The macroeconomic impact of asset restrictions on pension funds

Brandt, Lily (2012-03)

Thesis (MBA)--Stellenbosch University, 2012.


Asset restrictions are prudential regulations applied by regulators around the globe. In essence, they prescribe asset restrictions as a risk-control measure to establish appropriate capital requirements for regulated institutions. The aim of prudential regulations and standards is to protect consumers who acquire the products and services offered by these institutions. Pension funds in Namibia must comply with Regulation 28 of the Pension Funds Act, 1956. Regulation 28 is the prudential regulation that governs investment limits for pension funds. The regulation prescribes maximum investment limits for all asset classes. In 2009, the government made a policy decision to amend Regulation 28 to prescribe a minimum investment in unlisted shares (private equity) that would be applicable to pension funds, long-term insurance companies and unit trusts. The objective of government is to use Regulation 28 as a macroeconomic tool to control capital flows and channel capital to domestic companies. The regulation will stimulate economic activities, local ownership, create employment and reduce poverty, which will eventually facilitate economic development. In addition, this objective has the potential to assist the development of the private equity sector in Namibia.

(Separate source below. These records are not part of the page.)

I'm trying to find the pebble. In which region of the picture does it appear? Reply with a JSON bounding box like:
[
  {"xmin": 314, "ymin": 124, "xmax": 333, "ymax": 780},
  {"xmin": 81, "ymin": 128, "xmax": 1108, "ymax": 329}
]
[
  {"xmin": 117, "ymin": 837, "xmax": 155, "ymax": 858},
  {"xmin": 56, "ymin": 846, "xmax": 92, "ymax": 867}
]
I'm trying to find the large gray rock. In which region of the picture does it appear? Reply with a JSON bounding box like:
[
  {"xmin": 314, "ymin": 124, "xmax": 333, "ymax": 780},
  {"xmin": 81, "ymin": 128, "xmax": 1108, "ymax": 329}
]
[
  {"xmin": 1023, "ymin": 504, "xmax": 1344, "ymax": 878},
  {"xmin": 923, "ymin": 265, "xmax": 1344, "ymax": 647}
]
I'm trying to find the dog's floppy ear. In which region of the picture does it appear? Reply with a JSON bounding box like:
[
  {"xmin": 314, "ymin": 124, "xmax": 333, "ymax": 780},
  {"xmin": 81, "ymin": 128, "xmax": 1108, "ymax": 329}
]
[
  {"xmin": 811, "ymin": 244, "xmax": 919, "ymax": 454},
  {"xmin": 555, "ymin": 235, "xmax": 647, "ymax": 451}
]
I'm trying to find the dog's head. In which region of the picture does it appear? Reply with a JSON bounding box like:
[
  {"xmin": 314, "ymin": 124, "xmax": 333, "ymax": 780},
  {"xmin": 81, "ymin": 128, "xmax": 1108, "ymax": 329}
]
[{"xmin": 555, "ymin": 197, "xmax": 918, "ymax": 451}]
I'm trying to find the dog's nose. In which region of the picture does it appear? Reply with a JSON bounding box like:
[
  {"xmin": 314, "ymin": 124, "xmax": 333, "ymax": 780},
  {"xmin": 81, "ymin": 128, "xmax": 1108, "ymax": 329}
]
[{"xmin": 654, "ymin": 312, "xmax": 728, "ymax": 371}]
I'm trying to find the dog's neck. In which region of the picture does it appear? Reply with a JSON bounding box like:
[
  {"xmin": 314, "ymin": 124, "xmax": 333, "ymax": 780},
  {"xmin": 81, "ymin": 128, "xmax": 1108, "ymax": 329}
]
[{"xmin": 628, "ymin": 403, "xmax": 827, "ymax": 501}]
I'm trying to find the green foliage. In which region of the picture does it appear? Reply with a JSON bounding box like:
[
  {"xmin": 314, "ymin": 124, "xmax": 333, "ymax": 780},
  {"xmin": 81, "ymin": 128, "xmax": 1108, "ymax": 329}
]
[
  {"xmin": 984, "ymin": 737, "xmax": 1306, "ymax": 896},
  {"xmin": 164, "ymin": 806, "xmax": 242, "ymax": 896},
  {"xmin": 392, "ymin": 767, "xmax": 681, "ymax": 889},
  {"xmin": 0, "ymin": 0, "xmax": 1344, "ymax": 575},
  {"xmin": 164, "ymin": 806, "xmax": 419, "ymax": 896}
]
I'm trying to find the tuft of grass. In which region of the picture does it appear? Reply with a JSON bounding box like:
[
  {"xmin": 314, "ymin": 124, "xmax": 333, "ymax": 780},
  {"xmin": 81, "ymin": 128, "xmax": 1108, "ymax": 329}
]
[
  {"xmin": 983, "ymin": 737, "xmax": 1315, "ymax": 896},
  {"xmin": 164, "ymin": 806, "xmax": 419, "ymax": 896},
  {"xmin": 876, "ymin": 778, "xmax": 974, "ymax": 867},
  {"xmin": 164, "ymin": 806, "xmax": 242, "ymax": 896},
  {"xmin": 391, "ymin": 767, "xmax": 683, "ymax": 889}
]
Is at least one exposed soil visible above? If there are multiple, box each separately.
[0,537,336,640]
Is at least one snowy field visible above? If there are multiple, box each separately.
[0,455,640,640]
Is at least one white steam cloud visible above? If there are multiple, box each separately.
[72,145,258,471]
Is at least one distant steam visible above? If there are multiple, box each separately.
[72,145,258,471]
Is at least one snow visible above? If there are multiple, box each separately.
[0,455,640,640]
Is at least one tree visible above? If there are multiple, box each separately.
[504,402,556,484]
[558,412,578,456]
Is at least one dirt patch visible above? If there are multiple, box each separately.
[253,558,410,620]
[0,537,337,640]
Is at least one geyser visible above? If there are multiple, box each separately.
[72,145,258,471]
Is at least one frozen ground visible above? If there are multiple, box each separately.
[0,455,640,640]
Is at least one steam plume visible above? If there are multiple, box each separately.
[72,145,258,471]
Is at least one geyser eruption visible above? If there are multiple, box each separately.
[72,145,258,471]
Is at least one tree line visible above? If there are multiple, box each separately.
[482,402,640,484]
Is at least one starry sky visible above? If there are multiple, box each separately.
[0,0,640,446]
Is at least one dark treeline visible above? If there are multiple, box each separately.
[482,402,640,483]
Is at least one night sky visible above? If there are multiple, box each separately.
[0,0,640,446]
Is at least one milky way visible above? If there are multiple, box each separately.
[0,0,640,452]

The implication of this development is that retirement savings will be utilised to achieve macroeconomic objectives and develop an industry sector. Private equity has shown tremendous growth in developed economies and is beginning to grow in Africa as well. Private equity is a sector that has the potential to realise excellent returns for pension funds, provided the risks are adequately controlled and managed. The study proposes a regulatory framework for unlisted investments (private equity) by pension funds. The framework considers risks and proposes how to best manage and control them. The conclusion is to abolish a prescribed minimum and to increase the domestic asset requirement. Ultimately, regulators exist to protect consumers while the development of markets is a secondary priority.